— Ele procura por um dono de raça, com pedigree.
A brincadeira espirituosa do guarda-vidas Gil Pereira, 44 anos, faz todo sentido no contexto em que ele socorreu um cãozinho vira-latas, na tarde do último dia do ano, no mar em Imbé, no Litoral Norte. Abandonado na rua, o cachorro de três patas correu para se esconder dos fogos, no dia 31, mas assustado com o barulho, caiu no canal que divide a água salgada do Rio Tramandaí. Com a força da correnteza, foi arrastado para dentro do mar.
— Ele estava lá na praia de Presidente, tomando água do mar, e eu tentei trazer para o meu guarda-sol. Mas com o barulho, ele saiu correndo e foi para o canal — relembra a agente de viagens Marta Fehlauer, 39 anos, que reencontrou o bichinho nesta sexta-feira (3).
Pescadores avistaram o animal se afogando e acionaram a guarita de número 137. Gil não hesitou, subiu na prancha estilo long board e nadou até a arrebentação.
— Eu pulei, foi tudo muito rápido. Se para nós, que treinamos bastante, não é fácil atravessar o canal, imagina para ele, com apenas três patas.
O guarda-vidas relembra que o vira-latas estava só com o focinho para fora da água e bastante nervoso. Neste momento, o socorrista relembrou dos seus treinamentos, lançando mão de técnicas para acalmar a vítima de afogamento.
— A gente tem o hábito de se apresentar "eu sou o guarda-vidas e estou aqui para te ajudar". Ele estava apavorado. Eu queria dizer "pode ficar tranquilo, você está salvo". Aí eu grudei ele e coloquei na prancha.
Amigo de longa data e colega na corporação, Ricardo Beskow, 33 anos, credita a ação de Gil como "um ato de amor" e "exemplo de cidadania para começar 2020". E brinca com a resistência do cão.
— Deve ter cruza com gato. Já perdeu uma pata, provavelmente em um atropelamento, e agora se afogou. Tem umas cinco vidas ainda — calcula o bem-humorado guarda-vidas.
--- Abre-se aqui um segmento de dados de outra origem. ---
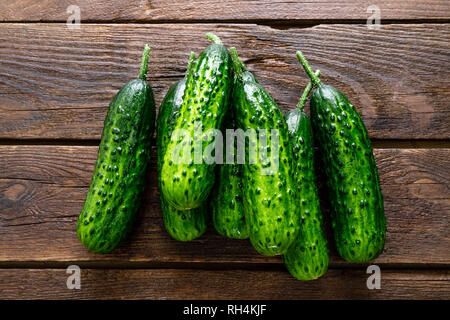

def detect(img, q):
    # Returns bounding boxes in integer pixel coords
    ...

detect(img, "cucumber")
[77,45,155,253]
[156,53,208,241]
[297,52,386,262]
[230,48,300,256]
[161,34,232,210]
[209,114,248,239]
[283,71,329,280]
Com veia de protetor, Gil secou o animal e ainda retirou carrapatos. Para não devolver às ruas, cedeu seu lar temporariamente. Mas revela dificuldade em mantê-lo.
— Já tenho três cães e uma gatinha, tenho vontade, mas não é fácil ficar com ele. Há gente interessada, vou analisar quem tenha condições de cuidar bem — explica, com o novo amigo no colo.
Em casa, o animal não desgruda do seu salvador. Com o rabinho abanando, segue o guarda-vidas em todos os lados, como se lembrasse da nobre atitude e do pavor enfrentado no Réveillon. A proibição da queima de fogos de artifício barulhentos (acima de 100 decibéis) virou lei, mas não virou regra no RS. Enquanto não for regulamentada, não há fiscalização, e a atitude segue afetando pessoas sensíveis ao estampido, e os animais, com audição muito mais aguçada do que os seres humanos.
Comandante dos guarda-vidas de Imbé, o tenente Joel Cardoso estende a ação ocorrida na guarida 137 para o restante dos seus comandados.
— O lema dos bombeiros é não medir esforços para salvar vidas. Independentemente de ser uma pessoa ou um animal — garante.